The one thing I would recommend you do (and I mentioned this many years
ago when this was first proposed) is to not use the jargon terms 'l10n'
or 'l20n' anywhere. They are hard to type and hard to read. Three of the
four characters in 'l10n' are indistinguishable from similar characters
in some fonts which can lead to hard to detect bugs.

You should instead spell out words such as 'locale' making it clearer to
a casual reader the meaning.

> <window>
> <localization name="browser">
> <source src="./locales/resource1.ftl" />
> <source src="./locales/resource2.ftl" />
> </localization>
> <label data-l10n-bundle="browser" data-l10n-id="foo></label>
> </window>
>
> The open questions are:
>
> * Can we use custom elements like <localization> in XUL?

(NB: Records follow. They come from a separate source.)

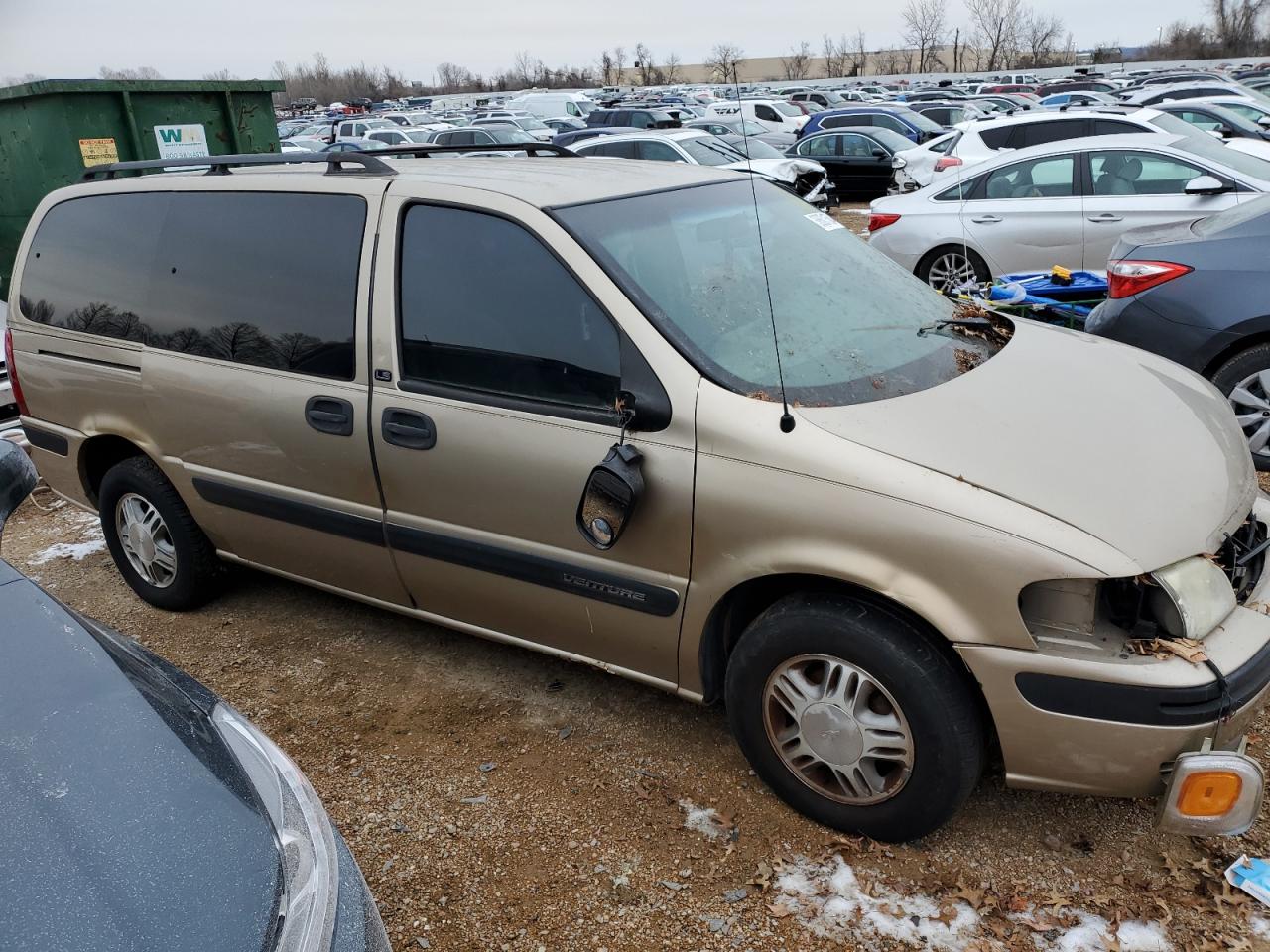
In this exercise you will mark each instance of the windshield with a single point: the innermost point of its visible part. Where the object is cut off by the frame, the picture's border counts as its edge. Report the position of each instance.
(1248, 111)
(757, 149)
(890, 139)
(921, 121)
(711, 150)
(1216, 151)
(511, 135)
(846, 317)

Yes. Is there a need for two different elements? The HTML case doesn't
have this. You could also just use the existing stringbundle element and
make it handle a different file syntax, perhaps.

> * Is it okay to use the "name" attribute in XUL for the <localization> object?

Yes

> * Is it okay to use data-l10n-* attributes for localizable elements? Or perhaps l10n-* would be sufficient?
>

You should just use bundle="browser". I'm not sure what the data
attribute is meant to represent here, but the attribute name should be
simpler as mentioned above (XUL attributes don't have hyphens in them
either)

It's hard to give concrete suggestions when only some examples are
given. It would help if you posted a more descriptive proposal of what
all these elements/attributes do for each language. Maybe this is
already available?

smalo...@mozilla.com

unread,

Jun 10, 2016, 12:26:26 PM6/10/16

to

Thanks for a lot of great feedback, Gijs!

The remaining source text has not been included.